Joints—points of contact or near contact between bones.
a. Synovial joints. Fig. 5.13.
i. Freely movable.
ii. Bones forming the joint are separated by a cavity.
iii. Articulating ends of the bones are covered with hyaline cartilage, and are stabilized by
ligaments.
iv. A CT capsule surrounds the joint, which secretes synovial fluid into the joint cavity.
v. Types of synovial joints:
1. Ball and socket—provide a wide range of movement, including rotation. Hip
joint.
2. Hinge joint—move in a single plane. Knee and elbow.
vi. Synovial joint disorders:
1. Osteoarthritis—degeneration of cartilage covering the bone ends inside the joint.
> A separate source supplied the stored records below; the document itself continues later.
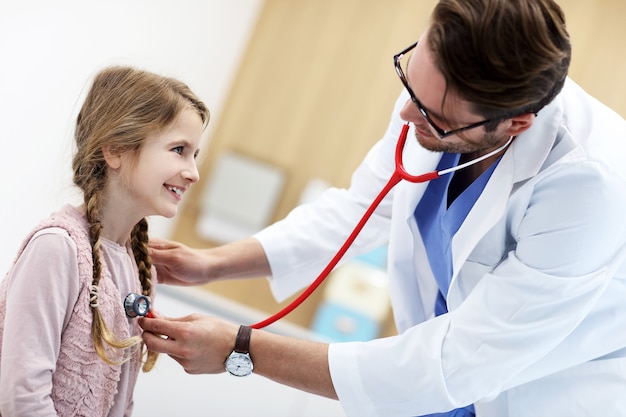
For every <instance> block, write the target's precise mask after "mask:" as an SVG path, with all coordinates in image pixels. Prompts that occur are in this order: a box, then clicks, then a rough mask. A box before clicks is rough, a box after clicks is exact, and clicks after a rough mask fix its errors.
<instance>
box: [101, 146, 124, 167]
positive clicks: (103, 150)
mask: <svg viewBox="0 0 626 417" xmlns="http://www.w3.org/2000/svg"><path fill="white" fill-rule="evenodd" d="M102 154H103V155H104V160H105V161H106V163H107V165H108V166H109V168H112V169H119V168H120V167H121V166H122V153H121V152H119V150H117V149H115V147H113V146H111V145H104V146H103V147H102Z"/></svg>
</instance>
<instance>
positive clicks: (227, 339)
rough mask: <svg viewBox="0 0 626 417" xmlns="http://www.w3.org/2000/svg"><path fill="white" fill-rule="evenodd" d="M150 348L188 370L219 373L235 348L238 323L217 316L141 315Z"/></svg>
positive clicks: (224, 368) (189, 371)
mask: <svg viewBox="0 0 626 417" xmlns="http://www.w3.org/2000/svg"><path fill="white" fill-rule="evenodd" d="M139 325H140V326H141V327H142V328H143V330H144V333H143V339H144V342H145V343H146V346H147V347H148V350H151V351H153V352H159V353H165V354H167V355H169V356H170V357H172V358H173V359H174V360H175V361H177V362H178V363H179V364H180V365H181V366H182V367H183V369H184V370H185V372H187V373H189V374H217V373H222V372H224V371H225V368H224V361H225V360H226V357H227V356H228V355H229V354H230V353H231V352H232V350H233V346H234V344H235V339H236V337H237V331H238V330H239V326H237V325H234V324H232V323H229V322H226V321H224V320H221V319H218V318H216V317H209V316H203V315H199V314H192V315H189V316H186V317H181V318H147V319H146V318H142V319H140V320H139Z"/></svg>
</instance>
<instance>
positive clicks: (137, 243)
mask: <svg viewBox="0 0 626 417" xmlns="http://www.w3.org/2000/svg"><path fill="white" fill-rule="evenodd" d="M130 242H131V247H132V249H133V255H134V256H135V262H136V263H137V268H138V269H139V281H140V282H141V292H142V294H143V295H145V296H147V297H150V296H151V294H152V262H150V255H149V254H148V221H147V220H146V219H145V218H144V219H141V220H140V221H139V223H137V224H136V225H135V227H134V228H133V231H132V232H131V235H130ZM146 352H147V353H146V361H145V362H144V364H143V371H144V372H149V371H150V370H152V368H153V367H154V364H155V363H156V360H157V357H158V353H156V352H151V351H146Z"/></svg>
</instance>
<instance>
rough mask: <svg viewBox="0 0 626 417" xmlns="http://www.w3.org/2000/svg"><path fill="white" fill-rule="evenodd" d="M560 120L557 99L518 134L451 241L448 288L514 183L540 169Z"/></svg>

2. Rheumatoid arthritis—autoimmune disorder that attacks synovial joint tissues,
and destroys them.
b. Cartilaginous joints—cartilage fills the space between the bones of this joint type. Permits only
slight movement. Found between the vertebrae, and between the sternum and ribs.
c. Fibrous joints—fibrous CT joins the bones, without the presence of a cavity.
i. Fontanels—joints between cranial bones of babies. They fuse and harden to form:
ii. Sutures—immovable joints tied together firmly with dense fibrous CT. Fig. 5.12.
d. Movements about synovial joints. Fig. 5.14.
i. Flexion, extension, hyperextension.
ii. Circumduction, rotation.
iii. Abduction, adduction
iv. Supination, pronation.
Study suggestions for this chapter: In the textbook at the end of the chapter, the sections entitled 1)
Highlighting the Concepts, 2) Recognizing Key Terms, and 3) Reviewing the Concepts are all good for you to
gauge your comprehension and focus your study efforts.